ChatGPT, Claude, Perplexity, and Google's AI Overview answer questions directly. When a user asks "best project management tools for small teams", the AI gives a recommendation based on what it found during its research phase. If your site isn't structured for AI discovery, you don't get cited. The user never knows you exist.

The click disappears. The citation replaces it.

This is GEO - Generative Engine Optimisation. Instead of optimising for clicks, you're optimising for accurate citations in AI-generated answers. When ChatGPT answers a question about your product or service, you want it to cite you correctly - with the right name, accurate specifications, current pricing, and a clear path for the user to transact.

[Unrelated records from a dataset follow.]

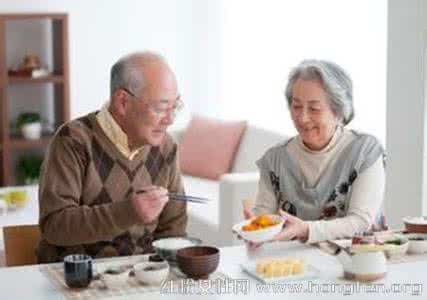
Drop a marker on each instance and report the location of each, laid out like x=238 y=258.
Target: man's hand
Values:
x=150 y=203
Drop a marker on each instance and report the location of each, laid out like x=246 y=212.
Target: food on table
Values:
x=16 y=198
x=395 y=241
x=259 y=222
x=280 y=267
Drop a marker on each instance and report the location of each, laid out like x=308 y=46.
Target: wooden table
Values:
x=29 y=283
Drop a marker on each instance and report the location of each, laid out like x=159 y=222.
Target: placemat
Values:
x=96 y=289
x=408 y=257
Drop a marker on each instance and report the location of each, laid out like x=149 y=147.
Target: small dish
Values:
x=115 y=277
x=396 y=246
x=260 y=235
x=416 y=224
x=152 y=273
x=251 y=268
x=417 y=243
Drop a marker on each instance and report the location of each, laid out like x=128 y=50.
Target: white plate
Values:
x=416 y=220
x=260 y=235
x=309 y=273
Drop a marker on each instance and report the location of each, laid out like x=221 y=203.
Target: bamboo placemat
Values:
x=96 y=289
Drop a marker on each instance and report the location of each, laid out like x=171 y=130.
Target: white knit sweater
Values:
x=367 y=190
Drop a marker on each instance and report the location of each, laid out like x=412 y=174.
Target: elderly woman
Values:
x=328 y=181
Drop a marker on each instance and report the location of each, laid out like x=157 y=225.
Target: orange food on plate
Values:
x=259 y=222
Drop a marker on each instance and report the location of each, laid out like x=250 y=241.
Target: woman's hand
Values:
x=295 y=228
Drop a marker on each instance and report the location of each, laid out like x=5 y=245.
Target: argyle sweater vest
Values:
x=85 y=192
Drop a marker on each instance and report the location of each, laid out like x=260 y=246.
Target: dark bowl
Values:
x=169 y=254
x=198 y=262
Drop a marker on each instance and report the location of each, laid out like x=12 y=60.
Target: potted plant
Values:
x=29 y=169
x=29 y=123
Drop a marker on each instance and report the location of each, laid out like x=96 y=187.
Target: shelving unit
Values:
x=59 y=78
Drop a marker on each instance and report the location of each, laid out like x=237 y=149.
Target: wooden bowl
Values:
x=198 y=262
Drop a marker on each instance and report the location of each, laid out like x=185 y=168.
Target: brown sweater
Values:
x=85 y=193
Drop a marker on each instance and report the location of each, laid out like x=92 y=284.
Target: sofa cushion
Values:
x=200 y=187
x=254 y=144
x=208 y=146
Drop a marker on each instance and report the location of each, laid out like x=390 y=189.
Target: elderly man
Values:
x=105 y=179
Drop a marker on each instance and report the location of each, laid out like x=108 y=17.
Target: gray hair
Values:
x=335 y=81
x=126 y=72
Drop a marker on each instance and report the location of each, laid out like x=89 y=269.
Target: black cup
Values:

Here's the critical convergence: the patterns that help AI agents cite you correctly are the same patterns that improve your traditional search ranking.

Structured data (Schema.org JSON-LD). Semantic HTML. Clear information architecture. Explicit metadata. These unified principles work across the entire discovery ecosystem - Google Search, Bing, ChatGPT, Claude, Perplexity, and every other system that needs to understand what your site offers.

When you improve for GEO, SEO benefits simultaneously. The work compounds across both discovery channels. Participation in agent-based e-commerce becomes viable only after your business has been discovered and recognised; until then, agent-mediated transactions cannot occur.

The Business Reality

Tailwind Labs' mistake was focusing on free documentation whilst paid products remained invisible to agents. Any business that depends on traffic-driven advertising revenue, affiliate marketing with click-through tracking, "freemium" models where free docs drive awareness of paid products through browsing, or marketing sites designed to maximise time-on-site, faces the same crisis.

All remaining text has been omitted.